Have you been living in a big blue blob city and thinking, “Get me outta here!” each day? Americans face a choice between living in states and cities where politicians protect their freedoms and seek to minimize government’s burden on their lives, and places where politicians seek to use the power of government to bend residents—and their wallets—to the will of their own political agendas. Many states are digging residents and future residents deeper into debt, and raising the tax burden in order to fund politicians’ dream projects.
At the Cato Institute, Chris Edwards has exposed the “fiscal illusion” used by many states to mask the cost of their spending. By comparing state and local taxes and state and local debt to the state’s GDP, Edwards has created a regression that puts states’ real fiscal positions into perspective. In the lower left quadrant of Edwards’s chart are states that have low debt and taxes compared to their GDP, while the upper right quadrant is populated by states using more debt and higher taxes to fund spending. Note that Your Survival Guy’s top ten Super States of 2023 largely fall in the lower left quadrant. Edwards writes:
Government legislators pursue spending increases because they believe that spending solves problems in society and benefits their constituents. However, they use methods of fiscal illusion to try to hide the costs of spending. One method is debt. By borrowing, legislators push the costs down the road for future legislators and taxpayers to deal with.
Spendthrift legislators can get away with borrowing more and taxing less in the short run, but in the long run taxes will rise to cover the higher interest costs on the accumulating debt. Relative to state gross domestic product, state and local taxes tend to be higher in states that have higher state and local debt, as shown in the chart below. The tax and debt data are from the Census Bureau for 2021.
The chart includes a fitted regression line showing the strong positive correlation between taxes and debt. Perhaps states that borrow more end up raising taxes to cover the rising interest costs. Or perhaps states that favor higher spending tend to pursue it with both taxes and debt. There are some outliers—Kentucky has high debt and average taxes, whereas Maine and Vermont have high taxes and average debt.

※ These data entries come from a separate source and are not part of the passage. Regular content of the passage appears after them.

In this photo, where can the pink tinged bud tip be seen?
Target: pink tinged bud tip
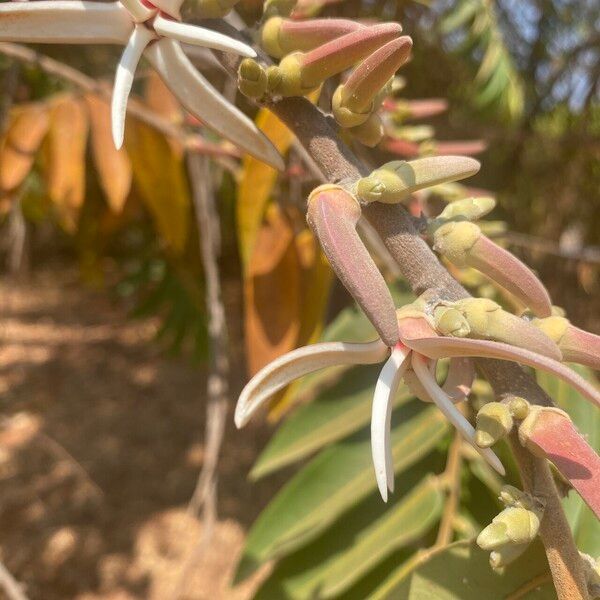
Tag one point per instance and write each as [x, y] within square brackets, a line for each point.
[366, 81]
[340, 54]
[289, 367]
[581, 347]
[282, 36]
[550, 433]
[333, 214]
[415, 336]
[464, 245]
[385, 391]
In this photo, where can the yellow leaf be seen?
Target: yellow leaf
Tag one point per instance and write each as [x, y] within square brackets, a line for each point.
[256, 184]
[272, 292]
[316, 277]
[160, 177]
[113, 166]
[28, 124]
[161, 100]
[66, 144]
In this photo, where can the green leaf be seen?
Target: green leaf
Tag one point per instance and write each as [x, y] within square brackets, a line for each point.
[461, 571]
[364, 538]
[336, 413]
[585, 526]
[333, 482]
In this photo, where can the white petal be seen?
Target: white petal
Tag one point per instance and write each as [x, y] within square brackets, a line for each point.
[64, 22]
[283, 370]
[419, 365]
[171, 7]
[130, 58]
[204, 102]
[461, 374]
[200, 36]
[381, 416]
[138, 11]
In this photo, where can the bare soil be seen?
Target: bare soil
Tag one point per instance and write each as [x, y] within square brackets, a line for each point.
[100, 448]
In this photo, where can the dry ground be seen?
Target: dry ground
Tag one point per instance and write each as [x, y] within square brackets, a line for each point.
[100, 447]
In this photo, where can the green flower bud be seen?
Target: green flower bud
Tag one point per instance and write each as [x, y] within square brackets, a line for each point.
[513, 526]
[493, 422]
[519, 408]
[449, 321]
[252, 79]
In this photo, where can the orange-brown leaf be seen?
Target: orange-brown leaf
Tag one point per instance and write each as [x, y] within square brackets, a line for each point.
[160, 177]
[272, 292]
[66, 144]
[28, 124]
[113, 166]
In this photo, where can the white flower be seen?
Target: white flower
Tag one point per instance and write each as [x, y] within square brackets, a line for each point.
[155, 31]
[413, 359]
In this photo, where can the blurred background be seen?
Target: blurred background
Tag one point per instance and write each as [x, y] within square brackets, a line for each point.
[140, 289]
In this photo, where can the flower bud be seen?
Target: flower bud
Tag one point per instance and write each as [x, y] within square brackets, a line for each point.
[370, 133]
[281, 36]
[252, 79]
[519, 408]
[354, 100]
[464, 245]
[397, 180]
[514, 526]
[493, 422]
[469, 209]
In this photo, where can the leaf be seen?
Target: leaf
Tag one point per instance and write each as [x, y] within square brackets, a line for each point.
[113, 166]
[28, 124]
[65, 168]
[272, 293]
[402, 524]
[161, 100]
[336, 413]
[337, 479]
[160, 177]
[256, 185]
[585, 526]
[358, 542]
[461, 571]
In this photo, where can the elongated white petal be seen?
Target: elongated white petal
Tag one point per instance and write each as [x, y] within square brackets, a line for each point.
[381, 417]
[439, 347]
[203, 101]
[283, 370]
[130, 58]
[200, 36]
[139, 11]
[64, 22]
[171, 7]
[450, 411]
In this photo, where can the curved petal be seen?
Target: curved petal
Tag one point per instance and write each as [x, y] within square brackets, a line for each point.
[439, 347]
[459, 380]
[200, 36]
[204, 102]
[130, 58]
[381, 416]
[419, 365]
[64, 22]
[285, 369]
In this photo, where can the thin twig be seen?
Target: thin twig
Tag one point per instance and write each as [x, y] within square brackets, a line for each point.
[451, 476]
[10, 585]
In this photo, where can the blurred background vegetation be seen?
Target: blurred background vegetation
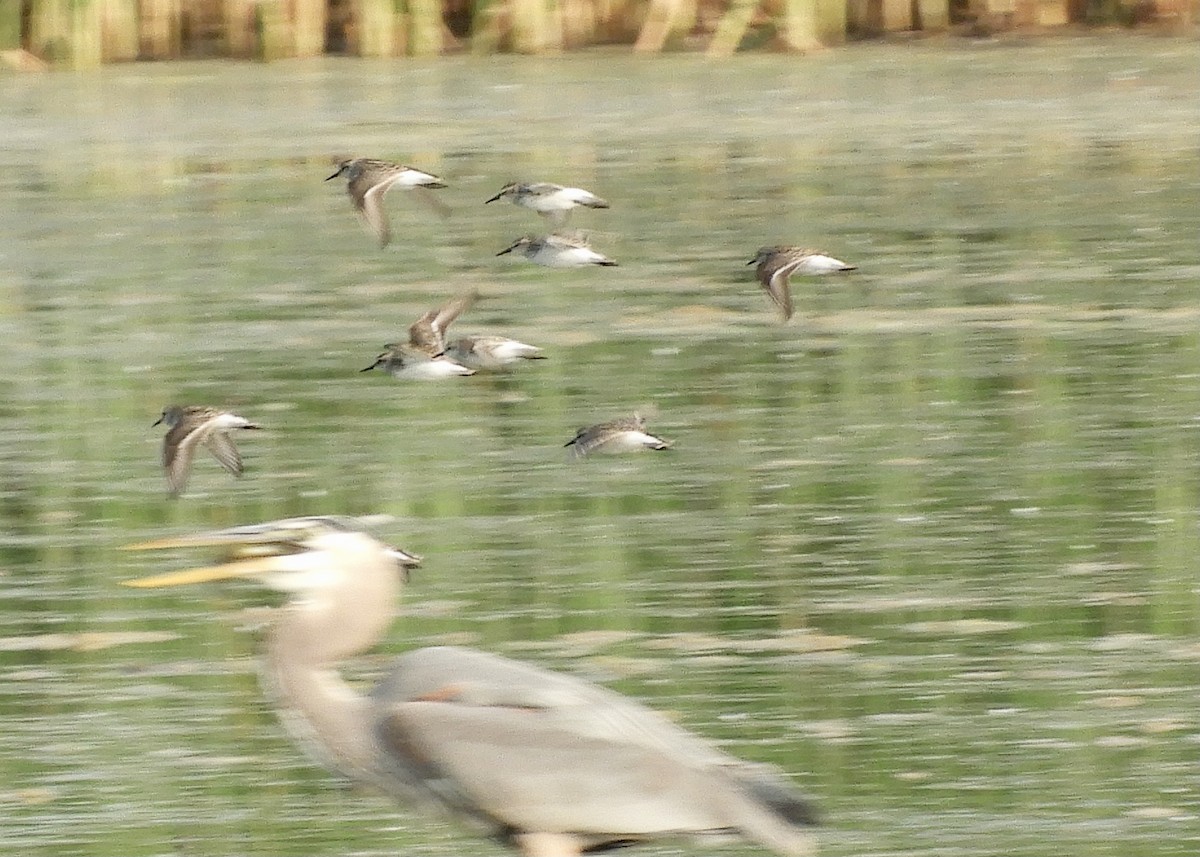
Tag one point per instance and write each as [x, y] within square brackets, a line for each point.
[35, 34]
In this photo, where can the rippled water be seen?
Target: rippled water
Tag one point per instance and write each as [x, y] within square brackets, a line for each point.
[931, 547]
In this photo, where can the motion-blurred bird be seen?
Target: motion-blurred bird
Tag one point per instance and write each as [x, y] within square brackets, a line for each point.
[623, 435]
[777, 264]
[543, 761]
[558, 251]
[552, 202]
[424, 357]
[191, 425]
[369, 180]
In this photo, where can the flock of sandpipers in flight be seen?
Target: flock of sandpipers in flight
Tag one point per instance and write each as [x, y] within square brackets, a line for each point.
[427, 354]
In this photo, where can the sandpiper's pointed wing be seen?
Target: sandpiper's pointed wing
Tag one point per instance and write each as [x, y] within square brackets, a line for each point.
[225, 451]
[429, 333]
[426, 196]
[773, 273]
[179, 449]
[367, 191]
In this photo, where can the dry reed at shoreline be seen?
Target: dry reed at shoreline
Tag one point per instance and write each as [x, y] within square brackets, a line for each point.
[35, 34]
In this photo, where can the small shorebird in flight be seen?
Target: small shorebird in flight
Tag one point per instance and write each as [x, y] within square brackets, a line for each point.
[777, 264]
[424, 357]
[491, 353]
[552, 202]
[622, 435]
[558, 251]
[191, 425]
[369, 180]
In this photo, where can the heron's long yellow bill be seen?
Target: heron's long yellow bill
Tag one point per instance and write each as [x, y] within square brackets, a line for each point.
[241, 568]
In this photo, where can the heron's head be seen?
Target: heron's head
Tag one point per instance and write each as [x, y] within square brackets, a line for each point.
[762, 256]
[169, 417]
[508, 190]
[347, 167]
[520, 244]
[295, 555]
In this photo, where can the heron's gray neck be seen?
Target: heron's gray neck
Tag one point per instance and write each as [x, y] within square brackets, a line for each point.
[321, 711]
[329, 718]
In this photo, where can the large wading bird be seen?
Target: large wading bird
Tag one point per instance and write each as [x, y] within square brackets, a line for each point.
[549, 763]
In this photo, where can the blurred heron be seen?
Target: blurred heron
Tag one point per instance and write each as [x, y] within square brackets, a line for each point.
[549, 763]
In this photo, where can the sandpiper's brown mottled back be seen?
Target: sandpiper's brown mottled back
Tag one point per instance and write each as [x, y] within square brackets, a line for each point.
[424, 357]
[558, 251]
[623, 435]
[552, 202]
[491, 353]
[777, 264]
[369, 180]
[191, 425]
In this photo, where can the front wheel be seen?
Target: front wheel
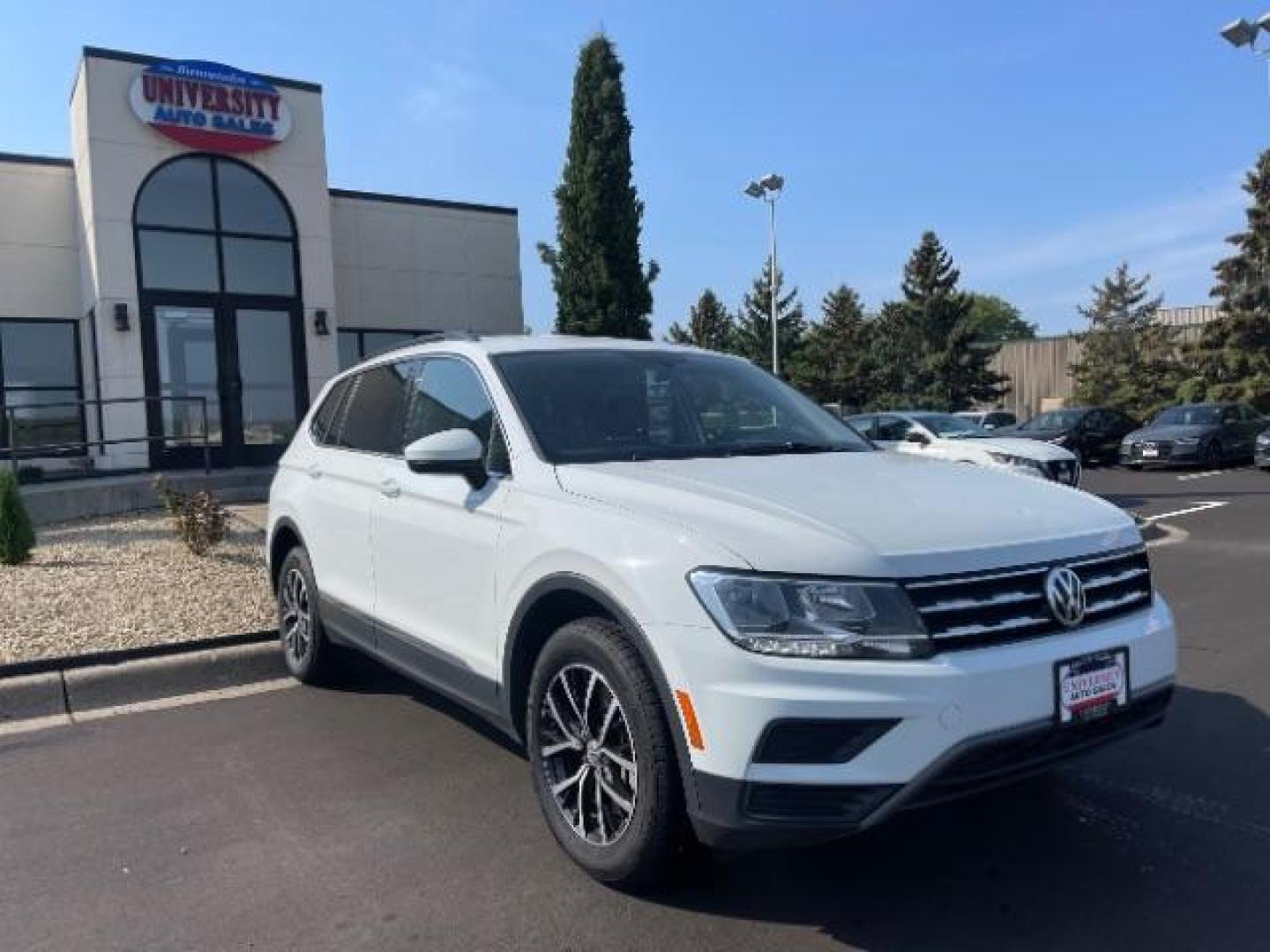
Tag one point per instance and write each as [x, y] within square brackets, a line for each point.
[601, 755]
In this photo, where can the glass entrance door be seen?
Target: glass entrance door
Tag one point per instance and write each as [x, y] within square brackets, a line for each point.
[244, 358]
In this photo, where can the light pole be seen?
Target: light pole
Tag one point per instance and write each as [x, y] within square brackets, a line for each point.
[1243, 33]
[768, 188]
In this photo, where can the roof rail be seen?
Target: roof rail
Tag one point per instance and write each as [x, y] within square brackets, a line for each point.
[427, 338]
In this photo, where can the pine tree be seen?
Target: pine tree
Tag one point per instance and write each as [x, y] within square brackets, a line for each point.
[17, 537]
[837, 361]
[602, 288]
[1128, 361]
[952, 366]
[1232, 357]
[753, 334]
[709, 325]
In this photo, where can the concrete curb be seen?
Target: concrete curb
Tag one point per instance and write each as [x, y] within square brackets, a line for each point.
[60, 697]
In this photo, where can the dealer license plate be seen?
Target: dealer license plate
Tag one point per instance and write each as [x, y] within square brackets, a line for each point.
[1091, 686]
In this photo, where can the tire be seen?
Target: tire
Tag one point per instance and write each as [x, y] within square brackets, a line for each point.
[305, 648]
[1213, 455]
[625, 831]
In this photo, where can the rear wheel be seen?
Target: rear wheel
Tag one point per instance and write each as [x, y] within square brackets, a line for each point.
[601, 755]
[305, 649]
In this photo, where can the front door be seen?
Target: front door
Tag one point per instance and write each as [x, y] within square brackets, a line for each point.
[239, 361]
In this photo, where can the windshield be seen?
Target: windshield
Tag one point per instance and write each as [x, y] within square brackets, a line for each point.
[949, 426]
[1054, 420]
[1189, 417]
[586, 406]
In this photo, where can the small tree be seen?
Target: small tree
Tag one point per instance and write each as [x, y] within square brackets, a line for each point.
[601, 287]
[710, 326]
[1128, 361]
[753, 338]
[837, 363]
[1232, 357]
[17, 536]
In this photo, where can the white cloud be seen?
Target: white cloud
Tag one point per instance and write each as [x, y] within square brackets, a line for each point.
[449, 94]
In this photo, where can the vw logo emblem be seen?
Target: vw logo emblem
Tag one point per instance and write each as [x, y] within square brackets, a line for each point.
[1065, 596]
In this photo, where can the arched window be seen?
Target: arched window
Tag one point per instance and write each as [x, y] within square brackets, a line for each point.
[213, 225]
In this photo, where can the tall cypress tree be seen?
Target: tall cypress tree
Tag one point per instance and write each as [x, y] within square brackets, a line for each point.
[837, 363]
[1232, 357]
[602, 288]
[753, 335]
[952, 366]
[709, 325]
[1128, 360]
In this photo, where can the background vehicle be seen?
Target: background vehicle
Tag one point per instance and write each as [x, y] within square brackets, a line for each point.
[698, 598]
[950, 437]
[1211, 435]
[1093, 433]
[990, 419]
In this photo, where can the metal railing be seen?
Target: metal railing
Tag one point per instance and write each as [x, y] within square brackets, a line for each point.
[14, 450]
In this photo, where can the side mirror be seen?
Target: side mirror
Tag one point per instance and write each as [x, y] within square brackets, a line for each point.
[458, 452]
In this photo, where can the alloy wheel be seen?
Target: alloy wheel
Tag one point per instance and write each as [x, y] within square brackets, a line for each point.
[296, 617]
[588, 755]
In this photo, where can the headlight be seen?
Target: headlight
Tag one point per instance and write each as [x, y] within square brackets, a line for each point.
[1018, 462]
[811, 617]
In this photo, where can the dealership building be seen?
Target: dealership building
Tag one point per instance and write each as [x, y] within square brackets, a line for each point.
[190, 260]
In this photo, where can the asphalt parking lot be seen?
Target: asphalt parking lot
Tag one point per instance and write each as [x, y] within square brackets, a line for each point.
[378, 816]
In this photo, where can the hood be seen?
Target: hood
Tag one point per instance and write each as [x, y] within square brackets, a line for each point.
[1018, 446]
[869, 514]
[1172, 430]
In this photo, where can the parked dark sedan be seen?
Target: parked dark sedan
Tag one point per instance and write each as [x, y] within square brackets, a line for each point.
[1195, 433]
[1094, 433]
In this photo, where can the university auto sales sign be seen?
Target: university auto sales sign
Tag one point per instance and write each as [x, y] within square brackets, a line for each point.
[210, 107]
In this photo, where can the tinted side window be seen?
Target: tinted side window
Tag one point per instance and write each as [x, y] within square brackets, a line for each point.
[320, 428]
[376, 410]
[444, 395]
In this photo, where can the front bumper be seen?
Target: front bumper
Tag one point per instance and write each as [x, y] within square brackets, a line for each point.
[947, 707]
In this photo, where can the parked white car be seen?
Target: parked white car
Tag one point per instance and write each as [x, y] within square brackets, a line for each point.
[693, 596]
[952, 437]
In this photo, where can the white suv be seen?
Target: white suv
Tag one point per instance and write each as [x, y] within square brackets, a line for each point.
[693, 594]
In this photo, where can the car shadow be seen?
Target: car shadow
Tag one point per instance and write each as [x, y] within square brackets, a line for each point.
[1100, 854]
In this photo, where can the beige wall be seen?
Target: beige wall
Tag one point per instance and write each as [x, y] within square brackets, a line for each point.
[415, 265]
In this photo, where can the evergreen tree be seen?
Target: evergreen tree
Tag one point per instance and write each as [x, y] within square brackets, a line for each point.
[17, 537]
[753, 334]
[837, 362]
[996, 319]
[952, 366]
[1128, 361]
[709, 325]
[1232, 358]
[601, 286]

People living in the top‐right states should be asking questions. Residents of Vermont, Maine, and Hawaii should be asking why their tax burdens are almost twice as high as the burdens in the lowest‐tax states. And residents of Kentucky, West Virginia, New York, and Hawaii should be asking why their states have racked up debt burdens three or four times higher than the burdens in the lowest‐debt states. And all of us should be asking why the federal government is vastly more irresponsible with debt than the worst‐run states.